さほど大きく報道されなかったが、8月末に起きたソフトバンクモバイルの「メール誤配」は、「通信」という言葉の定義を揺るがすほど深刻な“事件”だと思う。同社のメールサーバーに不具合が生じ、4000通近いメールが違う相手に届いたり、差出人とは違う名前で届いたというのだ。
いまや携帯メールはビジネスでも一般的な連絡手段だ。ユーザーは「通信」という言葉の中にある「信」の字を文字通り“信”じて利用している。それが間違った相手に届いたというのだから、通信会社の屋台骨を揺るがすような出来事だと思う。ちなみにNTTドコモやKDDIには過去にもこうした不具合はないという。当然だ。
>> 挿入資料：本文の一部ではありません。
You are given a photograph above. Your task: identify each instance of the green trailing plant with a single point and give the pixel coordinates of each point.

ソフトバンクは誤配による通信料は発生しないとしているが、コトは金の問題ではない。ビジネスのメールがライバル社に届く、不倫相手へのメールが妻に届く…いや、それは極端だとしても、気を許して書いたメールが見知らぬ相手に読まれることの不気味さは計り知れない。間違って受け取った相手が善人とはかぎらないからだ。
【大手町のフジ編集局では「圏外」】
同社はMNP開始以来、契約純増数1位の座をほぼ独占している。その理由が980円の低額&定額プランと例の白い犬のCMの人気にあるのは周知の通り。CMについてはSMAPまで起用する力の入れようだが、その力をもっと通信の“中身”にも注いでほしいというのがソフトバンクの1ユーザーでもある記者の願いだ。
身近な話をしよう。夕刊フジ編集局は日本を代表するビジネス街、東京・大手町のど真ん中にある。ところが、この編集局の中でソフトバンクの携帯だけは、ほぼ「圏外」だ。ビル内は電波が届きにくいものだが、ドコモやauのユーザーは悠々と電話しているのだから、明らかに異常だ。
「圏外」では仕事にならないので、記者をはじめとする社内のソフトバンクユーザーたちは数カ月前から電波状況を改善する要望を同社サイト経由で出している。だが、改善される気配はまったくない。山の中の一軒家ならともかく、ビジネス街で働く複数の人たちが要望しても電波が届かないということは他所の状況も推して知るべしだろう。
そんなわけで記者は、上戸彩やSMAPが登場する華やかなCMを毎日複雑な気持ちでながめている。その気持ちをさらに複雑にさせたのが、この夏、皆既日食で日本中の注目を集めたトカラ列島にドコモが携帯の基地局を設置しているというCMだった。トカラで通じるドコモと、大手町で通じないソフトバンク。「通信」に対する姿勢の違いが今回の「誤配事件」の遠因…とまでは思いたくないが。